Memory-efficient Diffusion Transformers with Quanto and Diffusers
read at source ↗ huggingface.co
Memory-efficient Diffusion Transformers with Quanto and Diffusers
Source: HuggingFace Date: 2024-07-30 URL: https://huggingface.co/blog/quanto-diffusers
Summary
Integration tutorial for Quanto + Diffusers quantization on transformer-based diffusion models (PixArt-Sigma, Stable Diffusion 3). Key benchmarks on PixArt-Sigma: FP8 transformer + text encoder reduces memory from 12.09GB to 5.36GB (-56%) at minimal latency cost; INT4 reaches 3.06GB (-75%) but at 7.6x latency increase. SD3: first + third text encoders at FP8 cuts 16.4GB to 8.2GB. Practical caveats: don’t quantize VAE decoder (numerical instability); exclude final projection layer from INT4 (quality degradation).
Implications
Thread: transformers library trajectory / open-weights ecosystem health. This is the diffusion model equivalent of the LLM quantization guides — practical benchmarks that make the memory/quality/latency tradeoffs legible for practitioners.
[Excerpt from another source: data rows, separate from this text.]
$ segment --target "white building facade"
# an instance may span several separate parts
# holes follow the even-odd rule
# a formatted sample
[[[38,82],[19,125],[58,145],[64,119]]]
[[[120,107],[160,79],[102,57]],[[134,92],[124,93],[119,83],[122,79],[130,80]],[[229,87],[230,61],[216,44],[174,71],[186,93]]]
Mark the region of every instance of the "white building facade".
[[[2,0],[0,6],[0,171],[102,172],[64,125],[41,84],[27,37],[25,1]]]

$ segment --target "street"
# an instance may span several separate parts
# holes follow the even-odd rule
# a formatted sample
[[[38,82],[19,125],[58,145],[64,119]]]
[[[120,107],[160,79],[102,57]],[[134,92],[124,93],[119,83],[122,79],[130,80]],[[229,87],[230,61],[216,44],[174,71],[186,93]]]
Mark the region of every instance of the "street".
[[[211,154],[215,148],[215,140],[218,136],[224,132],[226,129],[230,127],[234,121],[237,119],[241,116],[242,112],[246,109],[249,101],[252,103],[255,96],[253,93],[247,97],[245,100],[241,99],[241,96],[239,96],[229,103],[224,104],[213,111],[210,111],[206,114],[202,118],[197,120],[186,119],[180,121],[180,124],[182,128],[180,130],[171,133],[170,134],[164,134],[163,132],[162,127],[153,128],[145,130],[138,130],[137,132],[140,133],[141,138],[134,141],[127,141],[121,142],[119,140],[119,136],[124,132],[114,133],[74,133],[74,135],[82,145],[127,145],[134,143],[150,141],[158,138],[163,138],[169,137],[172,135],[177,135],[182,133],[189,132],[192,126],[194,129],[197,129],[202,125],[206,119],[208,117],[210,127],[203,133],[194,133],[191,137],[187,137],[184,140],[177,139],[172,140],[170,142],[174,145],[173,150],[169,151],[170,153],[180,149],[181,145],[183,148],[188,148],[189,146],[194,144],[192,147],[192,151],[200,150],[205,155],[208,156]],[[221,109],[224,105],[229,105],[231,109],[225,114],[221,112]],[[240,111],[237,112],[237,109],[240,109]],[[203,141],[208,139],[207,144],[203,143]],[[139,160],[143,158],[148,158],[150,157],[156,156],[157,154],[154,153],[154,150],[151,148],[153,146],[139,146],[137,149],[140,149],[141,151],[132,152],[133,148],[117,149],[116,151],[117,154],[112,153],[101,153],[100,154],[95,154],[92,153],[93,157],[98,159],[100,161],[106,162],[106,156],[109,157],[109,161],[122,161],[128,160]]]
The 50-75% memory reduction at FP8 is particularly relevant: it puts SD3 and PixArt-Sigma on consumer 8-12GB GPUs. The SD3 “don’t quantize text encoder 2” finding is production operational knowledge that isn’t obvious from the library documentation. Now superseded partially by the later Diffusers native quantization backends post, but still valuable for Quanto-specific workflows.